Lucknow, Uttar Pradesh's state capital, is known worldwide for its distinctive Chikankari embroidery. Although chikankari work is done worldwide, traditional Lucknow chikankari is distinct because it uses floral patterns and creepers throughout the fabric.
Chikankari is also known as Lucknowi Chikan, Lucknow Chikankari, or Chikan Embroidery. Lucknow has been the centre of manufacturing exquisite Chikan craftsmanship for over 200 years. The collapse of the Mughal court resulted in a significant loss of artisans and industry. Thus, it was afterwards patronised by Nawabs. Most clothing is stitched first and then embroidered, although things such as suit material, skirts, Chikankari saris, and table linen, among others, are embroidered first and then finished.
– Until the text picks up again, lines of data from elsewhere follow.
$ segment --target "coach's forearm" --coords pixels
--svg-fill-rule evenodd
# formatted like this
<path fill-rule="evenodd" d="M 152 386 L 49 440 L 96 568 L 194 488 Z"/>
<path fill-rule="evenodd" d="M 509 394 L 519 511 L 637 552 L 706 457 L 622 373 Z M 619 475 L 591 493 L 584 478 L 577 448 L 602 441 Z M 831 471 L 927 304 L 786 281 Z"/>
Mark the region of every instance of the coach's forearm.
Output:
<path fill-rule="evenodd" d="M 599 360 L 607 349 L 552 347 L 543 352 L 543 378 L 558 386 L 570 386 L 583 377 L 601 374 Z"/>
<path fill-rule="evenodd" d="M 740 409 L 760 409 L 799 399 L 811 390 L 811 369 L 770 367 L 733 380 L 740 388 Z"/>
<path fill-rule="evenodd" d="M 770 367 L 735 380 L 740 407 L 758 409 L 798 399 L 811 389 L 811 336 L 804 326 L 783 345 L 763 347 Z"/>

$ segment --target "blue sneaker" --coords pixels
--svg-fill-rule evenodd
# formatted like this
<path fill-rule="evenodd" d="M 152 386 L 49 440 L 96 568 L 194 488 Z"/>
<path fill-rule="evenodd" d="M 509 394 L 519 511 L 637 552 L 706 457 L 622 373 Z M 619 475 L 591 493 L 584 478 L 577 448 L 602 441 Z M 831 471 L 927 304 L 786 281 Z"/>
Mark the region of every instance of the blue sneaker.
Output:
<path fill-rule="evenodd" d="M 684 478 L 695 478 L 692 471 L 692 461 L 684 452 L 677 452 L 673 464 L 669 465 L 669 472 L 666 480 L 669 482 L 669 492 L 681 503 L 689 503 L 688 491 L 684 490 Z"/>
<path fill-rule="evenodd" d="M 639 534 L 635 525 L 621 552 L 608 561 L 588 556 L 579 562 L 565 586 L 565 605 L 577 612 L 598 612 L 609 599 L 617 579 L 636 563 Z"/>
More than 5000 families are involved in the Chikankari embroidery industry, living in and around Lucknow's remote villages.
Chikankari is one-of-a-kind hand embroidery that cannot be reproduced, with its uniqueness going far beyond other embroidery techniques and a vast range of stitching methods.
Chikankari's origins are enigmatic and mythical. References to Indian Chikan work may be found as early as the third century BC. Megasthenes stated that Indians wore flowered muslins. There are many stories about India's origination of the Chikankari embroidery technique. A traveller going through a hamlet near Lucknow claimed to have stopped and asked a poor farmer for water. Delighted with the peasant's kindness, the traveller taught him the skill of Chikankari, ensuring that he'd never go hungry in life.
Another story concerning Chikankari and the growth of Chikan goes back to Jahangir's Mughal court, whereby his beautiful and skilled queen Nur Jahan was a fan of Chikan embroidery. She charmed the king with its dreamy white needlework, which quickly garnered prominence and imperial patronage.
Types of Chikankari Embroidery
Rahet: A stemmed stitch that is hardly used in its basic form but is frequently utilised in the double version of Dora bakhiya.
Banarasi: A knotted stitch made on the right-hand side of the cloth using six threads. Banarasi Chikankari Sarees are very famous for the same.
Khatau: a type of appliqué that is similar to Bakhia but finer. The design is created on calico, then embroidered into the surface of the finished cloth with paisley and flower designs.
Taipchi: A long-running or darning pattern to highlight a particular theme.
Bahia: or shadow labour, is classified into two types: multi and sidhi.
Phanda: Millet-shaped stitches that create flowers and motifs such as grape vines.
Murri: rice-shaped micro stitching
Jali: Traditionally worked by ripping the threads of the material and forming minute buttonhole stitches.
Keel Kangan: This material is used to embellish floral designs and butties.
Hool: a little detachable eyelet stitch. It is made with six strands and resembles the heart of a flower.
Zanzibar: After one or more outlines have been done, the Zanzeera stitch is used to delineate the leaf/petal forms finally.
The traditional way of manufacturing Lucknawi Chikankari Garments
Chikankari was initially done on fabrics such as Muslin and Mulmul, commonly known as "Tanzeb." Still, due to the expanding fashion industry, it is usually done on silk, nets, georgette, cotton, chiffon etc.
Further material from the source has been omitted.